While Cutsinger devoted himself to teaching in and out of the classroom—and was recognized with the university’s highest teaching awards—he poured himself into scholarship nearly every summer, writing and editing 14 books over the course of his career. “That was almost serendipity, really. I never had to go in search of a publisher; acquisition editors often came looking for the books,” he says. Senior stars in his field, like Huston Smith, became close friends and were generous in offering their support to a fledgling academic. Several of Cutsinger’s titles, including Advice to the Serious Seeker, explored the teachings of Frithjof Schuon, a 20th-century Swiss philosopher.

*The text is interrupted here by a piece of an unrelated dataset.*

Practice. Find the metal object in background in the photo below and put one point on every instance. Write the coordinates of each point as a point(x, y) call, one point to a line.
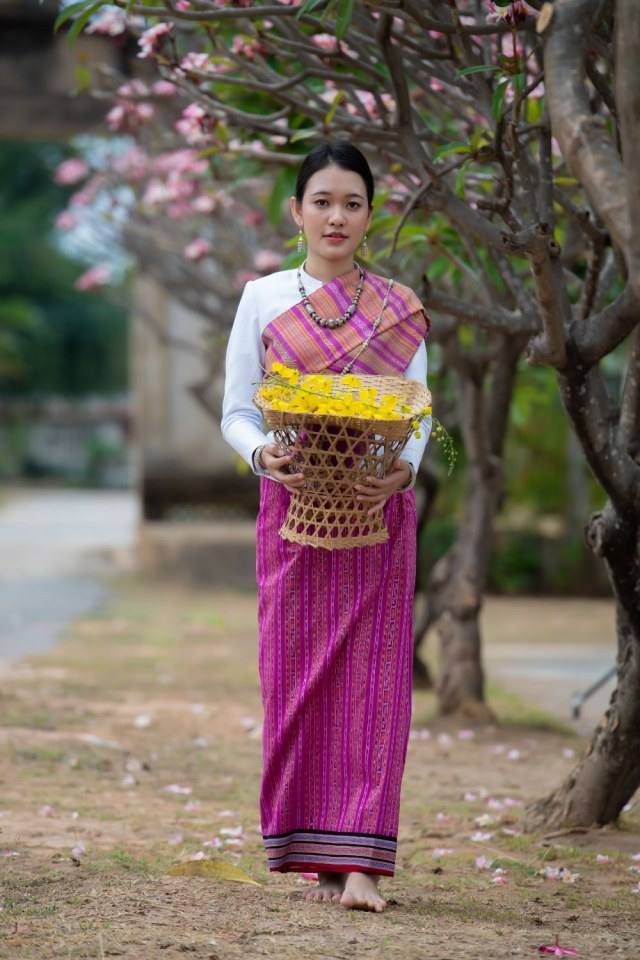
point(578, 699)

Eric Cox Merkt, one of Cutsinger’s first students in 1981 and now a senior lecturer at the American University of Iraq, was introduced by Cutsinger to Schuon and other authorities on traditional metaphysics and comparative mysticism. Those studies widened Merkt’s vision, and he ultimately forged a friendship of nearly 40 years with his former professor. “I never ‘lost’ anything in my studies with Professor Cutsinger, but I found the goodness of my insights confirmed and expanded, comprehended into something ‘more,’ something truer, more comprehensive, and consequently more beautiful,” he says.
As word of Cutsinger’s illness has spread, former students who haven’t been in touch in years have reconnected. Many traveled long distances to attend a retirement event in his honor last year in Aiken, South Carolina, trading good-natured quips about the professor who profoundly influenced so many.
“Through him, I came to understand that whatever conclusions one reaches regarding the riddle of life or who one is as a human have profound implications for how one acts in the world and how one treats others,” says Kolb, who graduated 19 years ago.
“James did not convey [this] in a clever lecture or a probing question or a comment in the margin of an essay. He conveyed it instead through the self-effacing gift of himself, given generously to generations of students who know him as a friend, and as the one who helped them find the light within themselves.”
I’m deeply indebted to Chris Horn for his kindness—and for the time and energy it took in pulling together these overly flattering comments! I’m particularly grateful for the line with which he chose to end the piece and which became part of his title, a line which, to my way of thinking, is a much more sober and accurate formulation. For truly: all any teacher is—all I really was, at least on the days I was “on”—is a catalyst.
As for me, I can think of no better way of ending this post than by underscoring my gratitude to God for giving me so rewarding an opportunity: a “career” that was truly a calling, a “job” that was really a joy.